И они вернулись, как ни в чем не бывало, на попутной машине, веселые нахалы с закатанными по-немецки рукавами, не понимая, а что, собственно, случилось, чем они провинились. Чем? Что? Ты бы вот посмотрел, что с мамой творилось!
И снова мама, как прежняя, даже поверить трудно, что такое есть, прячется под обычной ее сдержанностью, интеллигентностью, столь уважаемой в Глуше. И вот, нося в себе такой ужас перед любой угрозой ее детям, она все равно вела себя так, как вела, делала все то, что делала, - столько дней, месяцев, даже лет. Чем дольше я живу, тем меньше понимаю ее в этом. Но тем больше хочу это понять. Как и многое другое.
Но что я знаю теперь наверняка: все она делала не «из ненависти к врагу». Хотя нас столько лет воспитывали в ненависти к прошлым, нынешним, будущим врагам. «Наука ненависти» была наукой всех наук.
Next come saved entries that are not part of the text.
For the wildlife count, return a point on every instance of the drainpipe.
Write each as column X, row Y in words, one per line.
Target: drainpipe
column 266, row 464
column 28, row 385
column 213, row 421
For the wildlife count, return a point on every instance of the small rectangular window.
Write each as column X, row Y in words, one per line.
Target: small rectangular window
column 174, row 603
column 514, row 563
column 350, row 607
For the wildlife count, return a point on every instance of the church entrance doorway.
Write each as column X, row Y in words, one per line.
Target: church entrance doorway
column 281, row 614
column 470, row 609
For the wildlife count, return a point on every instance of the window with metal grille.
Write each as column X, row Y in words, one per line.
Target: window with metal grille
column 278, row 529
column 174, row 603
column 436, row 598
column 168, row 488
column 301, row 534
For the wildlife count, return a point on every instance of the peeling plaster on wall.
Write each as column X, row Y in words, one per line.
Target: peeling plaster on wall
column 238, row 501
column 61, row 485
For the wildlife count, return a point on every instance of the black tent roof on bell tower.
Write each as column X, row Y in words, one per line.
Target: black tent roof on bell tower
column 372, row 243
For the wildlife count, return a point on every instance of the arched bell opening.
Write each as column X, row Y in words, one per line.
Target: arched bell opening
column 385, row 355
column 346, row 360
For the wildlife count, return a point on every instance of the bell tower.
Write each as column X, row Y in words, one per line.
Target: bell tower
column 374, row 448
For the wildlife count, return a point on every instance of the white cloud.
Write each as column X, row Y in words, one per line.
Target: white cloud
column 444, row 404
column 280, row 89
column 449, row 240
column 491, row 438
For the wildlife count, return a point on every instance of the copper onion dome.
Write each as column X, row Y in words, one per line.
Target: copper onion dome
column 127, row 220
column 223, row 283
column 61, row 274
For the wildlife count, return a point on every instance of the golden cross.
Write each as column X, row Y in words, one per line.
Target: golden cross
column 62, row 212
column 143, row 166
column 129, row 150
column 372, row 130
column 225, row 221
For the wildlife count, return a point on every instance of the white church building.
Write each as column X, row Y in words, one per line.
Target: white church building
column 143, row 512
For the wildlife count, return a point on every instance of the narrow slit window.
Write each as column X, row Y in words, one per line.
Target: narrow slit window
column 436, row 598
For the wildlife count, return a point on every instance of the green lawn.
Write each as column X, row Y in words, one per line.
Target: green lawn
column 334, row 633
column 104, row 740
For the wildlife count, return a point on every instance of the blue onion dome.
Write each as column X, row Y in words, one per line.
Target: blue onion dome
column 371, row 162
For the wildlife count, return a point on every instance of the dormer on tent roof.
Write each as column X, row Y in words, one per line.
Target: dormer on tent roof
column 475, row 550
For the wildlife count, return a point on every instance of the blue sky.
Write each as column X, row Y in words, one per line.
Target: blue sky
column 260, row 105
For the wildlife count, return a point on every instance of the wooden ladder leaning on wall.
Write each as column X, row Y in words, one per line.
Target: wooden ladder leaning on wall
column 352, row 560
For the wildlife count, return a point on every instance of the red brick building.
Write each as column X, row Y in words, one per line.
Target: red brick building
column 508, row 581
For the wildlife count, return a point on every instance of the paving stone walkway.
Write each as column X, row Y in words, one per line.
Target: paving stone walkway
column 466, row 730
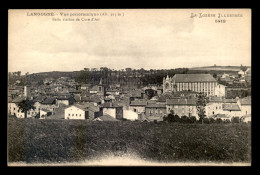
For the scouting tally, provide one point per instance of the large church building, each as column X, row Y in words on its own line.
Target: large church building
column 194, row 82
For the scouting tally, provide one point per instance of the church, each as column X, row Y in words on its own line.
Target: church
column 191, row 82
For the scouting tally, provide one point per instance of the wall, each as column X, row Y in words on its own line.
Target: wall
column 156, row 112
column 65, row 102
column 74, row 113
column 181, row 110
column 214, row 107
column 110, row 111
column 139, row 109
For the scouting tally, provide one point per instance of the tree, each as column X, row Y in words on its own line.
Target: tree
column 171, row 117
column 215, row 75
column 150, row 93
column 201, row 102
column 25, row 106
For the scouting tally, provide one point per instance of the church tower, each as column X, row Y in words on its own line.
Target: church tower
column 167, row 84
column 100, row 90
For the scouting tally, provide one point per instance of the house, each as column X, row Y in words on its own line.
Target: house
column 227, row 80
column 245, row 105
column 159, row 90
column 106, row 118
column 76, row 112
column 82, row 111
column 241, row 73
column 231, row 110
column 214, row 106
column 225, row 75
column 155, row 110
column 67, row 100
column 130, row 115
column 220, row 90
column 44, row 113
column 246, row 118
column 113, row 110
column 13, row 109
column 49, row 103
column 191, row 82
column 182, row 107
column 138, row 106
column 136, row 95
column 223, row 117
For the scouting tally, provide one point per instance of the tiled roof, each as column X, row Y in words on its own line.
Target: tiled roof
column 155, row 105
column 83, row 107
column 138, row 103
column 106, row 118
column 193, row 78
column 49, row 101
column 110, row 105
column 230, row 107
column 245, row 101
column 213, row 99
column 227, row 100
column 181, row 101
column 17, row 100
column 39, row 99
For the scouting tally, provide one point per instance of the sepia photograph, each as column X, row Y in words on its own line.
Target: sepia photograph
column 129, row 87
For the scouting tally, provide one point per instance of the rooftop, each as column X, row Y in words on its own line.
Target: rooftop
column 181, row 101
column 155, row 105
column 245, row 101
column 193, row 78
column 105, row 118
column 230, row 107
column 138, row 103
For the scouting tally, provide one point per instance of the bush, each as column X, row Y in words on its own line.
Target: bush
column 192, row 119
column 171, row 118
column 235, row 120
column 211, row 120
column 219, row 120
column 184, row 119
column 227, row 121
column 206, row 120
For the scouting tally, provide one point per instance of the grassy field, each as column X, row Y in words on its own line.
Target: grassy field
column 47, row 141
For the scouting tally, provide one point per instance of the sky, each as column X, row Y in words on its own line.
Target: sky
column 149, row 39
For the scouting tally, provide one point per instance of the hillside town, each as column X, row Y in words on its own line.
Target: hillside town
column 126, row 97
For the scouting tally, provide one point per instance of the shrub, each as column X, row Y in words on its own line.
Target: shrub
column 192, row 119
column 171, row 118
column 206, row 120
column 211, row 120
column 227, row 121
column 184, row 119
column 219, row 120
column 235, row 120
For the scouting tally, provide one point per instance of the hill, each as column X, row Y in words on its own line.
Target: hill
column 219, row 68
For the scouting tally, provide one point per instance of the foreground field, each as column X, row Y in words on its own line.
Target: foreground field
column 49, row 141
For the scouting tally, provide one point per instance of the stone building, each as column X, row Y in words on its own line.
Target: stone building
column 191, row 82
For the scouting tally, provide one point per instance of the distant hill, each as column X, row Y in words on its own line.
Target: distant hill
column 221, row 68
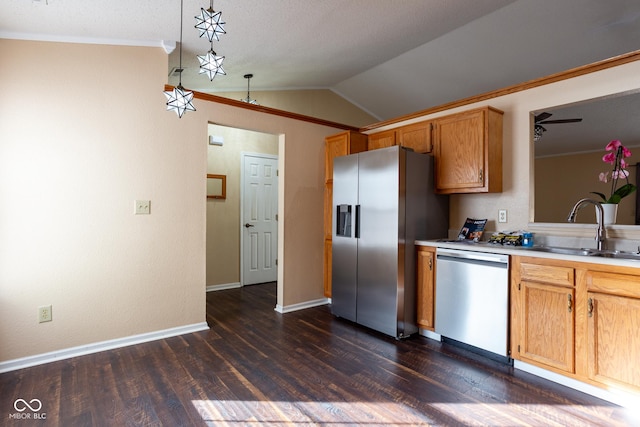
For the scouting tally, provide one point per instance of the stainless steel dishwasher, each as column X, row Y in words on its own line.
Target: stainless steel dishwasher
column 472, row 298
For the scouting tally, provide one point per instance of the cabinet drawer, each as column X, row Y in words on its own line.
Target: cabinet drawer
column 613, row 283
column 556, row 275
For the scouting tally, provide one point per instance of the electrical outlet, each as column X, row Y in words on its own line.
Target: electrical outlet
column 44, row 314
column 142, row 207
column 502, row 215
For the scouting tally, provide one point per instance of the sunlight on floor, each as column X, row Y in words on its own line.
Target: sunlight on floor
column 234, row 412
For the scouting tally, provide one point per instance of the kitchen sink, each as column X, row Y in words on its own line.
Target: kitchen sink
column 565, row 251
column 616, row 254
column 588, row 252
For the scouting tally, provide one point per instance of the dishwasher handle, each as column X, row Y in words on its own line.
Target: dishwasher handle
column 473, row 257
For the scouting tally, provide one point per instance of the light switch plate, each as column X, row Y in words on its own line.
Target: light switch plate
column 142, row 207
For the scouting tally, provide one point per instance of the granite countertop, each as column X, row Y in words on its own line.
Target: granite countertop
column 522, row 251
Нет, на бытовом уровне это чувство ей было не чуждо. Свидетельств тому хватало. Как менялся ее голос, какими непримиримыми делались глаза и сразу темнели, когда заговаривала с отцом (не прямо, но даже нам были понятны намеки) о Розе Марковне, которая заведовала аптекой до мамы. Думаю, что мама уехала учиться в Могилев, передав нас «на руки» тете Витковской, чтобы не потерять в глазах мужа, из чувства соперничества с кокетливо-круглоокой Розой Марковной. Случалось, что и «пилила» мужа по ночам, а спальня у нас одна на всех, и мы не могли не слышать. Однажды крик нас разбудил: отец куда-то побежал, а мы, не веря своим ушам, слышим мамино: «Детки, папа ваш убить меня хочет!» Ей показалось, что он побежал за топором, а мне, когда отец вернулся с горящей папиросой, почудилось, что в голосе матери, так напугавшем, было нечто нарочито-женское, слишком женское, для нее так не характерное. Так что со страстями у нашей мамы было все в порядке.
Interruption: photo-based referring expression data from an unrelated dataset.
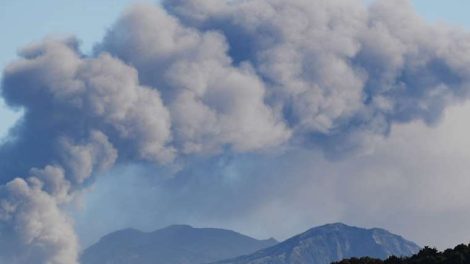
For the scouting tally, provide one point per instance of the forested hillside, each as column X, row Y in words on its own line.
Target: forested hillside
column 459, row 255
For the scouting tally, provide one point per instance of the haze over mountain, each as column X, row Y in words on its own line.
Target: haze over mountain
column 328, row 243
column 178, row 244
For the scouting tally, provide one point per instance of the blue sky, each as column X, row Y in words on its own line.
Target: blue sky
column 24, row 21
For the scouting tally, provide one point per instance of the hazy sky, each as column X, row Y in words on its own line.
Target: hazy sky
column 88, row 20
column 278, row 138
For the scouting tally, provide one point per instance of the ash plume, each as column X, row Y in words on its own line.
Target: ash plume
column 204, row 77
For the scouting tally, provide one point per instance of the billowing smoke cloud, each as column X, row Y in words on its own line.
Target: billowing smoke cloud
column 205, row 77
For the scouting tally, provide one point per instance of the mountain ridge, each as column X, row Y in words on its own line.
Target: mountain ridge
column 175, row 244
column 331, row 242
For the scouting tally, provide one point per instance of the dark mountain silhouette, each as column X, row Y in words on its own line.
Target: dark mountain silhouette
column 328, row 243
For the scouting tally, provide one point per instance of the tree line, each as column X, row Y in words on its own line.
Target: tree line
column 458, row 255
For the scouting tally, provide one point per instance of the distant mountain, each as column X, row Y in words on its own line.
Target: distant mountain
column 179, row 244
column 328, row 243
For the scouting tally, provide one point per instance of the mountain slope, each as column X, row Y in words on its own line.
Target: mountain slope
column 177, row 244
column 328, row 243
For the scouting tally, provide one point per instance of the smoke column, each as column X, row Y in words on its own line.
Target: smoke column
column 206, row 77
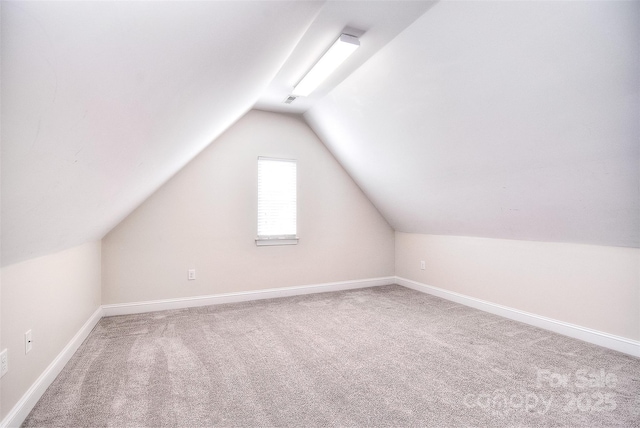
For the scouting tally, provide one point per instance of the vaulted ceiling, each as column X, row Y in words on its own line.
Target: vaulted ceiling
column 500, row 119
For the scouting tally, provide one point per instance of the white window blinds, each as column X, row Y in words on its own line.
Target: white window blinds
column 276, row 201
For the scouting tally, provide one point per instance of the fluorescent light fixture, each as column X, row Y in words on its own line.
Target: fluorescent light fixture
column 337, row 53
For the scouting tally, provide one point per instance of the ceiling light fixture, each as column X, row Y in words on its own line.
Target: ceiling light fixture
column 337, row 53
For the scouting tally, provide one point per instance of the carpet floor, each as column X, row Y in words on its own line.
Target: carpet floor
column 381, row 356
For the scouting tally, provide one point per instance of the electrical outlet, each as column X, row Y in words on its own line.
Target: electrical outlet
column 4, row 362
column 27, row 342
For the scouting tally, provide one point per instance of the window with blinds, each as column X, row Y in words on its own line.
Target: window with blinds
column 276, row 202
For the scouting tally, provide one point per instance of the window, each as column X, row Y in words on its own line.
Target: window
column 276, row 202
И в то же время - никакой, ну, никакой ненависти и даже враждебности к тем, против кого она тайно работала, кого убивали ее друзья-подпольщики, партизаны и кто, в свою очередь, ждал и готов был нас всех уничтожить. Как это возможно, не знаю. Но именно так было, я-то хорошо чувствовал свою маму. Не было в ней, это точно, того, что распирало, например, ее младшего сына - злорадства, если я видел убитых или раненых немцев, которых, осторожно снимая с иссеченной пулями машины, сносили в комендатуру. Мою эту неутолимую ненависть, вероятно, ощутил молодой немец, когда вдруг бросился ко мне, подростку с ведром, жадно шарящему глазами по залитым кровью бортам машины, - схватил за плечо, я отскочил в канаву и подальше, подальше от него, пятясь к колодцу, к которому я будто бы направлялся.
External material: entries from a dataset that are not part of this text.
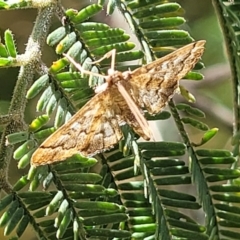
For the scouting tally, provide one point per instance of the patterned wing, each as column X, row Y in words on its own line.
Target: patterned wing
column 93, row 129
column 154, row 84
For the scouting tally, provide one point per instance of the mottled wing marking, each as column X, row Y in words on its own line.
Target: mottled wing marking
column 94, row 128
column 154, row 84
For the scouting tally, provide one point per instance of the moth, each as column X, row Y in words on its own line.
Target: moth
column 96, row 126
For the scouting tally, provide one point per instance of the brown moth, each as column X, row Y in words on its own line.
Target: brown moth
column 96, row 126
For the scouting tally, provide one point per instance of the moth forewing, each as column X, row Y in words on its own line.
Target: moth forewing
column 95, row 127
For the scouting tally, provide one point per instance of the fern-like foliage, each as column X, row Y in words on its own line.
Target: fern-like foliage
column 134, row 191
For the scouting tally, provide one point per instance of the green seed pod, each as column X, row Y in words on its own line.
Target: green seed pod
column 57, row 35
column 10, row 45
column 37, row 86
column 37, row 123
column 14, row 138
column 66, row 43
column 25, row 160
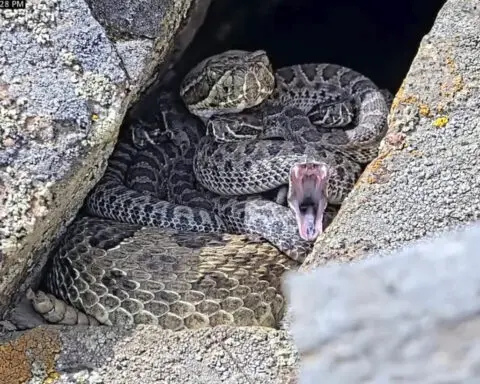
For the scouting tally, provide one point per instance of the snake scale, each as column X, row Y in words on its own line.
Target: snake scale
column 152, row 245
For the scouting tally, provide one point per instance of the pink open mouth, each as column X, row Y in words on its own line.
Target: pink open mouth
column 307, row 197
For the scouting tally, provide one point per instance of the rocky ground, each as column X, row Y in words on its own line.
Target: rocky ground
column 425, row 181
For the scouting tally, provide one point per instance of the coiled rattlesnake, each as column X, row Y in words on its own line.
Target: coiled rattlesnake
column 179, row 279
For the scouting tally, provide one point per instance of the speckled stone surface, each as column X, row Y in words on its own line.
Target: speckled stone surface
column 221, row 355
column 427, row 177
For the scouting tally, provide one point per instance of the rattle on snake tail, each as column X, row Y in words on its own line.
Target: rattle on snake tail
column 129, row 259
column 330, row 119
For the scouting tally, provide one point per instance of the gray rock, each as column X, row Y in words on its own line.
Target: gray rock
column 427, row 176
column 410, row 317
column 148, row 355
column 64, row 90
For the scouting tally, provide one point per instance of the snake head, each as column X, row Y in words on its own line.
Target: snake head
column 228, row 82
column 307, row 197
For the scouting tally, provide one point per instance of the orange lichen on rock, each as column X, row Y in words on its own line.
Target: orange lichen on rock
column 37, row 347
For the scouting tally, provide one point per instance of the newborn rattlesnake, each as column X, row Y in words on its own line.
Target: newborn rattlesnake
column 161, row 277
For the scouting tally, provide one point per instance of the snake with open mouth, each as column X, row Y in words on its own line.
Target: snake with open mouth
column 188, row 178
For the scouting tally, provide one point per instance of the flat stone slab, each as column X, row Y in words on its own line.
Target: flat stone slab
column 146, row 355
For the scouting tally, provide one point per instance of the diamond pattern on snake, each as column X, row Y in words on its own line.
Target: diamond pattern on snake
column 181, row 230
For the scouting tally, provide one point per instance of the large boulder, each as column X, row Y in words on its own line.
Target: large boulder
column 425, row 179
column 66, row 82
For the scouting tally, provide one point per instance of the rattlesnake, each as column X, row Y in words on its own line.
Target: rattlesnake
column 150, row 182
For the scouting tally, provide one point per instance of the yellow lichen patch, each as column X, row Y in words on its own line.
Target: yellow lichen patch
column 39, row 346
column 374, row 170
column 440, row 122
column 424, row 110
column 416, row 153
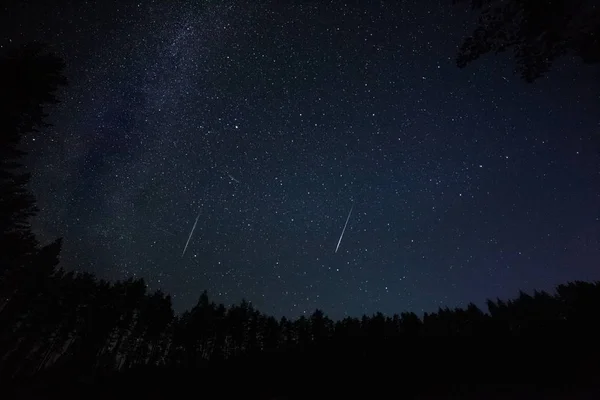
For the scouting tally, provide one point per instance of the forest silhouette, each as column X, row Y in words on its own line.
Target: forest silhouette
column 67, row 334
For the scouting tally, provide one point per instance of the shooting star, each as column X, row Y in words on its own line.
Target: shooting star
column 344, row 230
column 232, row 178
column 189, row 237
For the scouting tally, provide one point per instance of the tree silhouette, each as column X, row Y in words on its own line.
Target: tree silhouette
column 537, row 32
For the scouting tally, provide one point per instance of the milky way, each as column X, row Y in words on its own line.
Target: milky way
column 467, row 183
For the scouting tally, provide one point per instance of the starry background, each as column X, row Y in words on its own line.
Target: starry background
column 465, row 184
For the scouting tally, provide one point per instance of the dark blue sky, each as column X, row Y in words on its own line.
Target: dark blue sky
column 465, row 184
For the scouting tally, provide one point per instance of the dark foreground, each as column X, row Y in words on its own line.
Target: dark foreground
column 550, row 368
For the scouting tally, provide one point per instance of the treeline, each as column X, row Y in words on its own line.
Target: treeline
column 73, row 321
column 61, row 328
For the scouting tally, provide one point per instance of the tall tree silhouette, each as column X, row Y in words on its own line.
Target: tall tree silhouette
column 29, row 77
column 538, row 32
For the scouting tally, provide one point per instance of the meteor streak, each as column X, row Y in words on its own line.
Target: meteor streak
column 344, row 230
column 189, row 237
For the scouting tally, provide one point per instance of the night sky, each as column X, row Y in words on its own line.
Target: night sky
column 270, row 120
Зимой 41-го в дом к нам вбежал молоденький солдат, рухнул на стул, сорвал закаменевший на морозе сапог и, по-щенячьи скуля, начал растирать побелевшие пальцы ноги, при этом смешно гримасничая, как бы проверяя, есть ли у него, живые ли нос, губы, щеки. А, не нравится? Что, от самой Москвы бежишь? Из спальни вышла мама с мягонькими фланелевыми онучками (портянками).
- Немцу? - крикнул сын.
- Какой он немец? - оправдываясь, сказала мать. - Дитя какое-то.
* * *
Перед войной к нам приходили Витковская и жена директора школы Мария Даниловна, и мама не могла не поддерживать тех, кому хуже, чем нам. В первые дни войны к нам зачастила семья Левиных, как бы зная или угадывая эту мамину особенность, сторону натуры. Пойти к кому-нибудь, выговориться (слухи такие страшные о расправах над евреями!), услышать слово участия, какой-нибудь совет, дома одним сидеть еще страшнее - понятно, что гнало их к нам, хотя до войны мы никак не общались с этой семьей. Рядом с аптекой жили Альтшули (сын Мейер, дочка Бая), вот с ними мы были в дружбе - они успели уехать на заводской машине вместе с семьями директора завода и проныры Бляхера, коммерческого директора.
Левины снова и снова возвращались к мысли, казавшейся им спасительной: евреи-начальники убежали, а зачем немцам трогать простых рабочих? Должны немцы разбираться. Должны-то должны, соглашалась мама, но лучше, если Левины уйдут куда-нибудь в деревню, подальше от шоссе. (Они так и сделали, в 1943 году их дочка ночевала в лагере нашего отряда, Левины были в еврейском отряде.)
В один из первых дней, когда пришли к нам немцы, мама позвала меня и брата в спальню, в руке что-то держала, не показывала:
- Вот, детки, это ваше. Пусть будет. Вы меня должны послушаться.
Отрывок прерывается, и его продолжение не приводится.